Sobresalen sus cuentos por encima de las novelas y en ellos reside su diferencia
y su supremacía. Cuentos de color (1899) reúne historias muy cuidadas: entre
simbólicas, poéticas y críticas, resumen lo más original de este período. Lo
más original, lo más atractivo y lo más conocido internacionalmente.
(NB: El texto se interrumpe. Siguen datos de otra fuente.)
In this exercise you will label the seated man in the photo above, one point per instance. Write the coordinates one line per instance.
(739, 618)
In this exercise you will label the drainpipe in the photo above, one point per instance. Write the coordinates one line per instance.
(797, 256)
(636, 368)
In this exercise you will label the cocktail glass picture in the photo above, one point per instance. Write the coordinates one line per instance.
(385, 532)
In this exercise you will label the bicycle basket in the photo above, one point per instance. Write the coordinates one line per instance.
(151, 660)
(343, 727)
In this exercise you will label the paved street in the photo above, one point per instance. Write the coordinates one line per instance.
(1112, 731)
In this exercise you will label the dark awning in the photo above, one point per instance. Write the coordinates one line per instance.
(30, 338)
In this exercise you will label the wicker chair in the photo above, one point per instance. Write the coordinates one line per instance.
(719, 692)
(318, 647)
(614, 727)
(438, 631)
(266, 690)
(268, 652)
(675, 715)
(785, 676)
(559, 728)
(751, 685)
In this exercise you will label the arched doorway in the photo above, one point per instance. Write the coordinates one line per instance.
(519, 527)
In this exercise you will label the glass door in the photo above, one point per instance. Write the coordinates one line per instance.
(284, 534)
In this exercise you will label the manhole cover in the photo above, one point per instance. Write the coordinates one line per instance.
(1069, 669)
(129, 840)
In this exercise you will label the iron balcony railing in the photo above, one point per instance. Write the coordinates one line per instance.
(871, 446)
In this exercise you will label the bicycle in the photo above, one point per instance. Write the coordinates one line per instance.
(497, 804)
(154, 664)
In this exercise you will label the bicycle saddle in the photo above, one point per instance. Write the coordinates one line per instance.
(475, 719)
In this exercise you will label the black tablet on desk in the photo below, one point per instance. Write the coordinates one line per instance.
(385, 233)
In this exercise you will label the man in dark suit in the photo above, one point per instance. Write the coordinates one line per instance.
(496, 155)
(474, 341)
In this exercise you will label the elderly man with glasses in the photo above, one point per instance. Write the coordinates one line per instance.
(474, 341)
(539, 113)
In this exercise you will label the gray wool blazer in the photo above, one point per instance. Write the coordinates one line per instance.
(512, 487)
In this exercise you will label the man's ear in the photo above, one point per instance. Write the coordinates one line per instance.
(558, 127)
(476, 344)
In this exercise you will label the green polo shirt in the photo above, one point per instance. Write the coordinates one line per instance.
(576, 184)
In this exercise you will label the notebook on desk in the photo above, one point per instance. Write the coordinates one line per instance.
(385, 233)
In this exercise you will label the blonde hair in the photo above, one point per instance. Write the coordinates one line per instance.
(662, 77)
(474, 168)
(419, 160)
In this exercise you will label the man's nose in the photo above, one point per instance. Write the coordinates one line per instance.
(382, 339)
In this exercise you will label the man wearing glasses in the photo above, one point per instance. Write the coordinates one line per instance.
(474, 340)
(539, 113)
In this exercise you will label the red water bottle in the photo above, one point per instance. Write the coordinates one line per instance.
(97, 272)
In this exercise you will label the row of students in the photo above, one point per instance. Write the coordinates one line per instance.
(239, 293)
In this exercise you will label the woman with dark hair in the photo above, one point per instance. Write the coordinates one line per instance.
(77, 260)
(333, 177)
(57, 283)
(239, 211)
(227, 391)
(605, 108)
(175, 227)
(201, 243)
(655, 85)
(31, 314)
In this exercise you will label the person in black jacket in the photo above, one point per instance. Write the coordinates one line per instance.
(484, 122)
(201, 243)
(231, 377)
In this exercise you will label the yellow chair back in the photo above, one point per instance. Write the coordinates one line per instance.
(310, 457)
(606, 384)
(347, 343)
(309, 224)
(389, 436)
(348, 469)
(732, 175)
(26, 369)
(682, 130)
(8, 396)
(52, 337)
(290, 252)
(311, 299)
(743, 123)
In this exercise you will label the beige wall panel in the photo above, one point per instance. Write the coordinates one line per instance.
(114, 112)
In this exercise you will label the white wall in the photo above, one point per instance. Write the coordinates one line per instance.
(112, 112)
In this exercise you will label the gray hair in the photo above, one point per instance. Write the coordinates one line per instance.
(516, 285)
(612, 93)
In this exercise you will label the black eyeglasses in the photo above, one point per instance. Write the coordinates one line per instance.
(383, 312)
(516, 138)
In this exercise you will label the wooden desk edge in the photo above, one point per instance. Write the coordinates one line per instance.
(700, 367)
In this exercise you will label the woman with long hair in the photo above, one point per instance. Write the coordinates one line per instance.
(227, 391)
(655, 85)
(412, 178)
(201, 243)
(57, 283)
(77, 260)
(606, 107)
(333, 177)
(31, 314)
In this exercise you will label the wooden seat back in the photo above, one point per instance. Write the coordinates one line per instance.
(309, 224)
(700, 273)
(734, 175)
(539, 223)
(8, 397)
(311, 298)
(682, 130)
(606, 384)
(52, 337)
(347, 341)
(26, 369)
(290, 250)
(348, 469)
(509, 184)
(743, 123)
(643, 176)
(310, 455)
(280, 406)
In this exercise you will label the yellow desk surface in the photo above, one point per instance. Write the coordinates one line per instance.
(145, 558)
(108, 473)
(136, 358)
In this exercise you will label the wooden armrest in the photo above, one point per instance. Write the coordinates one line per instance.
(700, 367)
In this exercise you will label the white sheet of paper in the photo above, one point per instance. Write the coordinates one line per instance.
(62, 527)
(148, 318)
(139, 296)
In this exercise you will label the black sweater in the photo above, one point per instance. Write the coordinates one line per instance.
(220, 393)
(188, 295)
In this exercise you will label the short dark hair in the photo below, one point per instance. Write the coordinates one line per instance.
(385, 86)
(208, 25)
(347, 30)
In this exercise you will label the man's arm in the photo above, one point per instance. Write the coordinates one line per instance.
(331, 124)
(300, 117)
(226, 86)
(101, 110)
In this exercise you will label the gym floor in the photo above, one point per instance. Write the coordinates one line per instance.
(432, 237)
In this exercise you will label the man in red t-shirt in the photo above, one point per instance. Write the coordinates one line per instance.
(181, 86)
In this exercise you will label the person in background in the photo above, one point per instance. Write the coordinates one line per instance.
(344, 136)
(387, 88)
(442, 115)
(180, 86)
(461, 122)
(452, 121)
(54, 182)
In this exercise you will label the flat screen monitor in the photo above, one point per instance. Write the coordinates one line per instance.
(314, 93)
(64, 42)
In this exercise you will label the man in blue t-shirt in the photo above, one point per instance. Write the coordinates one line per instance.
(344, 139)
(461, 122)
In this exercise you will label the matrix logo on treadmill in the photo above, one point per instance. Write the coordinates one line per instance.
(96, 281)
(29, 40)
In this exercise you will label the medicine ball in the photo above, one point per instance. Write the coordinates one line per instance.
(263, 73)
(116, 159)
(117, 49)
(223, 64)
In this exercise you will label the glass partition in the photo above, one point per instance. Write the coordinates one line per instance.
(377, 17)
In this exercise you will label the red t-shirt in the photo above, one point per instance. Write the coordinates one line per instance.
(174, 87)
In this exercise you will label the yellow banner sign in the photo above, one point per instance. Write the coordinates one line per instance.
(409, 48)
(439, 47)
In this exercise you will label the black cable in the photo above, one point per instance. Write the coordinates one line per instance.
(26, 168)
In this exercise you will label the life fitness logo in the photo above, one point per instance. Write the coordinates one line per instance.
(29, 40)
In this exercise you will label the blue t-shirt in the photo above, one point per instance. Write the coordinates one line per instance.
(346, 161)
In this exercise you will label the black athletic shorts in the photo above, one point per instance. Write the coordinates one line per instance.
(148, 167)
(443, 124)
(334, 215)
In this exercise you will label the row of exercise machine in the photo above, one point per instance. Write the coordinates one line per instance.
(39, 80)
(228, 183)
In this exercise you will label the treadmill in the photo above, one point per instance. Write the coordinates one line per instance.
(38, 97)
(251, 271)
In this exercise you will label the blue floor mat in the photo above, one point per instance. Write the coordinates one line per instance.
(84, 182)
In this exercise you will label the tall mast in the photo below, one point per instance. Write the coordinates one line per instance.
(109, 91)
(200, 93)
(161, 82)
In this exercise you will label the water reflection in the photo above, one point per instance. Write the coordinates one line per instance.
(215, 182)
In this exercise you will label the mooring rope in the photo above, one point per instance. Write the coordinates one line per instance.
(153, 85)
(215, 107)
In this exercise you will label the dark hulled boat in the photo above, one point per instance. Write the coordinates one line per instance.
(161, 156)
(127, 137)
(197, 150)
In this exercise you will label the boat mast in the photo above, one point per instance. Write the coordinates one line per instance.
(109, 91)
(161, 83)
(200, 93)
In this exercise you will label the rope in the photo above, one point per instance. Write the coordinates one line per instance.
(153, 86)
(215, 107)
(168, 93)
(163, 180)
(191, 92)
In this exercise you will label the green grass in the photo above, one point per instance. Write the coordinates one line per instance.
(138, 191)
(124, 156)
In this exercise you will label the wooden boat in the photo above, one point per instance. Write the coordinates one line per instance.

Los tres cuentos posteriores que aparecieron en la misma edición que
su última novela, Peregrina (1922), son todavía más recomendables,
Las ovejas y las rosas del padre Serafín, Égloga de verano, y Música Bárbara (
publicado primero en El Cojo Ilustrado en 1916) por su carácter unitario en
cuanto a la temática nacional y por conseguir esa fórmula mágica capaz de
sintetizar la inquietud por conseguir un texto que sirviera
para fundar la estética nacional valiéndose del mundonovismo
imperante y sin traicionar a la patria, que ya suficientemente traicionada ha
estado por las revueltas, los caudillos, los neo-feudalismos
resucitados, la vileza colonial eternamente perpetuada por no sé sabe qué
artilugio y , sobretodo, porque la idea republicana que soñó el progreso
ya no se sabe a dónde ha ido a parar. Y puede que esté aquí en unas
letras ágiles que nos lanzan al estrellato europeo sin complejos y que hablan
del mérito inocultable de su autor.
Otro
inclasificable es Pedro Emilio Coll. Se suma a nuestros
cuentistas de primera línea, aunque la cuentística es, de hecho y
por derecho, nuestra primera línea. De la ficción fantástica a la visión
simbólica de lo nacional, P. E. Coll escribe lo mejor de esta amalgama
indescifrable que el modernismo nos legó y que en él ya no corresponde a ningún
–ismo, anunciando una prematura vanguardia en el estilo, que sólo más tarde
fraguará en nuestra cultura literaria. “El diente roto” ha pasado a la historia
y seguirá haciéndolo como modelo de relato redondo, preciso, y
eficaz, pero cualquier otro de sus cuentos aparecidos en la
recopilación titulada El castillo de Elsinor (1901) surte el mismo efecto.
Pero el
modernismo empieza a cansar y a desencantar. Tanta pasión, agota. O hay que
pasar a otros tipos de pasión. Y llega el último aliento cargado de sarcasmo,
de duelo amargo y de despedida a un preciosismo que nunca se entendió demasiado
bien. Se impone el dibujo descarnado de la realidad en sus peores aspectos. El
hombre de hierro (1907) de Rufino Blanco Bombona retrata despiadadamente a una sociedad
que no puede mirarse en un espejo sin sentir asco de sí misma. Y lo hace con
éxito rotundo de lectores y crítica. Lo acompaña José Rafael Pocaterra desde El
doctor bebé (1913), Vidas oscuras (1916), Cuentos grotescos (1922) y La casa de
los Abila (editada en 1946). Grotescas y oscuras, como sus títulos, son estas
historias demoledoras que desenmascaran los aspectos más sórdidos de las clases
sociales en ascenso, en un momento en el que los escritores se plantean salvar
a la patria, volviendo a la patria, que a algunos se les antojó abandonada por
culpa de los excesos modernistas.
El
costumbrismo
El
costumbrismo-criollismo aparece como la bandera que se dice expresión de
nuestras características regionales-populares, en un intento por desprenderse
de las bastas imitaciones de los influyentes europeos. Supuestamente aliada con
el realismo, esta tendencia se dirige a la penetración observadora de la vida menuda,
donde se encontrarían las raíces que tanta falta nos hace descubrir para
considerarnos una nación con mayúsculas. Salpicados de humor, sermón moral,
crítica social y afán pedagógico los cuadros costumbristas vienen siendo una
transición literaria interesante entre la literatura dependiente de la acción
política y la literatura emancipada que puede dar cuenta de la realidad contada
como un cuento. No es redundancia, ni contradicción flagrante. Ahora preocupa
que la realidad sea verdadera en cuanto retrate “tipos característicos”,
folklóricos, para reconocerlos en su tipicidad como auténticos, como propios.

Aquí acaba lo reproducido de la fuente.